Tutorial: set up multilingual search¶

What you will build¶

A Plone site with English, German, and Chinese content, where search results are ranked using language-specific stemming. German “Vulkan” will match “Vulkane,” English “running” will match “run,” and Chinese text is properly segmented.

By the end of this tutorial you will understand how plone.pgcatalog uses per-object language information to choose the right stemmer, and how to verify that stemming is working correctly.

Prerequisites¶

A working plone.pgcatalog installation
plone.app.multilingual installed and configured
Content in multiple languages

Tip

The Quickstart: run plone.pgcatalog in 5 minutes tutorial sets up a multilingual site with ~800 example articles in three languages. Follow that first if you do not have a multilingual site ready.

Step 1: verify language configuration¶

In Plone’s Site Setup > Language, ensure your desired languages are enabled. plone.pgcatalog reads the Language field from each content object at index time.

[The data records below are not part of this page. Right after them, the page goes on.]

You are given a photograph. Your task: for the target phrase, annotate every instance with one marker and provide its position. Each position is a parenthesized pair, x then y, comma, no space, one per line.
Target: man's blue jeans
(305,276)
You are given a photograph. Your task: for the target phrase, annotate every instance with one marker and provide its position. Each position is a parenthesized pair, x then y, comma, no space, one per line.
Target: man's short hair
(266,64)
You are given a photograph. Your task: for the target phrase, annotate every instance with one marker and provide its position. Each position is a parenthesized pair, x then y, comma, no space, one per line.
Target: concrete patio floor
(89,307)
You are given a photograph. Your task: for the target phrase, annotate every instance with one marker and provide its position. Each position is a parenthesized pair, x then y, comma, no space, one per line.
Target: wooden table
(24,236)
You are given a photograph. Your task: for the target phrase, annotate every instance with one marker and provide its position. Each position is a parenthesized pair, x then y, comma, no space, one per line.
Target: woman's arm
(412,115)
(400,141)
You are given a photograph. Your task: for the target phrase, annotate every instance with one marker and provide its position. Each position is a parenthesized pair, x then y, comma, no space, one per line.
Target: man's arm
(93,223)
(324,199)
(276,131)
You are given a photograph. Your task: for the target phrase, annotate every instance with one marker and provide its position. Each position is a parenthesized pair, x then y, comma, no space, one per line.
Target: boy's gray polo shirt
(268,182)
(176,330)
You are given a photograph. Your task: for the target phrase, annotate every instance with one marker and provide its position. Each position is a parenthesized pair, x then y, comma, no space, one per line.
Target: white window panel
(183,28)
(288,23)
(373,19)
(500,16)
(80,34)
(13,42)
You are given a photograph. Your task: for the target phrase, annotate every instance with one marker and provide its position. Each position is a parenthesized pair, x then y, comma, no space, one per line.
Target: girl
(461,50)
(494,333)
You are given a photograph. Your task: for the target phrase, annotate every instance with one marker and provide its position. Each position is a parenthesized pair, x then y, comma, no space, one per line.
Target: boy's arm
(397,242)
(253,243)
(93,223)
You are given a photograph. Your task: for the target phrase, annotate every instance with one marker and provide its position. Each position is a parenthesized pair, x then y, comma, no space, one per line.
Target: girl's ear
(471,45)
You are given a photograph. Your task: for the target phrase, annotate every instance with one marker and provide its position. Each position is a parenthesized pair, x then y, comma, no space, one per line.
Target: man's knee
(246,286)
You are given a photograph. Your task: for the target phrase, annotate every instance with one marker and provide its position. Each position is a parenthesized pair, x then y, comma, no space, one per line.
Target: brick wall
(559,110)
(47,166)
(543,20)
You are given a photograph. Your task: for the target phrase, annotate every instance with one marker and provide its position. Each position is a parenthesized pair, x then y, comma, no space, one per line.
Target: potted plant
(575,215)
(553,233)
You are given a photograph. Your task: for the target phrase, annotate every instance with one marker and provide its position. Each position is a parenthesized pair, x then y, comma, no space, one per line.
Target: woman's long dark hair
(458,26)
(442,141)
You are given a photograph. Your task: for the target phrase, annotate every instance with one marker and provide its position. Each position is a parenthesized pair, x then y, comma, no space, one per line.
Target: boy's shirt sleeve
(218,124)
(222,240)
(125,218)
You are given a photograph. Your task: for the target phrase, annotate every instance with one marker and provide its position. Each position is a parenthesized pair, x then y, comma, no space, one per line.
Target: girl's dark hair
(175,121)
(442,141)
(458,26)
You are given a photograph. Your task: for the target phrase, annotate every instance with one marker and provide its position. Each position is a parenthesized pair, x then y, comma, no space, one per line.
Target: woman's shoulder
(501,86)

You can verify the configured languages from a zconsole shell:

from plone.i18n.interfaces import ILanguageSchema
from plone.registry.interfaces import IRegistry
from zope.component import getUtility

registry = getUtility(IRegistry)
settings = registry.forInterface(ILanguageSchema, prefix="plone")
print(f"Available: {settings.available_languages}")
print(f"Default:   {settings.default_language}")

Every content object carries a Language field. When plone.pgcatalog indexes an object, it uses this field to select the PostgreSQL text search configuration for stemming.

Step 2: understand how stemming works¶

plone.pgcatalog maps each object’s Language field to a PostgreSQL text search configuration via the pgcatalog_lang_to_regconfig() SQL function. Here are some common mappings:

Language	ISO Code	PG Configuration	What It Does
English	`en`	`english`	“running” -> “run,” removes “the,” “is”
German	`de`	`german`	“Vulkane” -> “vulkan,” removes “der,” “die”
French	`fr`	`french`	“coureurs” -> “coureur,” removes “le,” “la”
Spanish	`es`	`spanish`	“corriendo” -> “corr,” removes “el,” “la”
Chinese	`zh`	`simple`	Basic tokenization (BM25 adds jieba segmentation)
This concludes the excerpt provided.